In regard to the matter of excluding witnesses, we make several observations. Whether and to what extent witnesses should be excluded is generally within the prerogative of the trial judge, and he should be allowed considerable latitude of discretion in making such orders.[8] His actions thereon should not be disturbed on appeal unless it clearly appears that he abused his discretion; and in any event, a judgment should not be overturned unless it appears that the ruling was prejudicial.[9] More specifically, as to whether Mr. Walker should have been permitted to remain in the courtroom: The provisions of our Code of Professional Responsibility indicate that, when it is known that the testimony of an attorney will be of importance in a trial, it is not well advised for him to participate as trial counsel.[10] It seems obvious that an attorney who is a witness as to important *33 issues in a trial, and also attempts to participate as counsel, puts himself in what would seem to be an embarrassing position of having to contend for the credibility of his own testimony.[11]

Notwithstanding what has just been said, we make the further observation that inasmuch as an attorney is an officer of the court, the court can place special reliance upon his integrity and responsibility to it, as well as to his client, wherefore we think it would have been quite proper to allow Mr. Walker to remain in the courtroom. However, even if it should be assumed that Judge Leary abused his discretion and that he should have permitted Mr. Walker to remain in the courtroom, there is a consideration even more important insofar as the justice of this case is concerned. From anything we are able to perceive, Mr. Hintze made a competent and complete presentation of the plaintiff's case, including the testimony of Mr. Walker. Accordingly, we do not see any such prejudice to the plaintiff as would warrant upsetting the findings and judgment.

Affirmed. The parties to bear their own costs on appeal.

MAUGHAN, WILKINS and HALL, JJ., concur.

STEWART, J., concurs in result.

NOTES

[1] In reciting the facts, we assume that where the evidence is in dispute the trial court believed that which supports his findings. American Aggregate Corp. v. Otto Buehner & Co., et al., Utah, 528 P.2d 147 (1974).

[2] See Rule 22, U.R.C.P.; and 48 C.J.S. Interpleader § 2.

[3] See Nunnelly et al. v. First Federal Building and Loan Ass'n et al., 107 Utah 379, 159 P.2d 141 (1945). See also 45 Am.Jur.2d Interpleader § 35 (1969); and 3A Moore's Federal Practice §§ 22.02 and 22.14 (2d Ed. 1979). But it is recognized that in appropriate circumstances there may be such further adjudication in the interpleader action, see Gossner v. Dairymen Associates, Inc., Utah, 611 P.2d 713 (1980).

[4] See Adams v. Davis, 107 Utah 579, 156 P.2d 207 (1945).
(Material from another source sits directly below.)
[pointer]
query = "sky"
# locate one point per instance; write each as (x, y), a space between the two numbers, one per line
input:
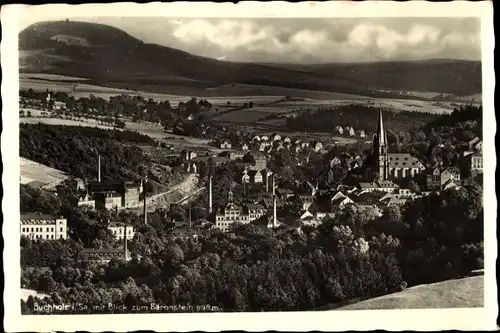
(307, 40)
[5] See Pollesche v. Transamerican Ins. Co., 27 Utah 2d 430, 497 P.2d 236 (1972).

[6] That written contracts are deemed to merge prior discussions, see E.A. Strout Western Realty Agency, Inc. v. Broderick, Utah, 522 P.2d 144 (1974); Lamb v. Bangart, Utah, 525 P.2d 602 (1974).

[7] As permitted by Rule 43(b), U.R.C.P.

[8] See Xenakis v. Garrett Freight Lines, 1 Utah 2d 299, 265 P.2d 1007 (1954).

[9] Id.

[10] See Utah Code of Professional Responsibility, Disciplinary Rule 5-102, which so provides and notes certain exceptions not applicable here.

[11] See Ethical Consideration, Canon 5, Comment 9 of the Utah Code of Professional Responsibility.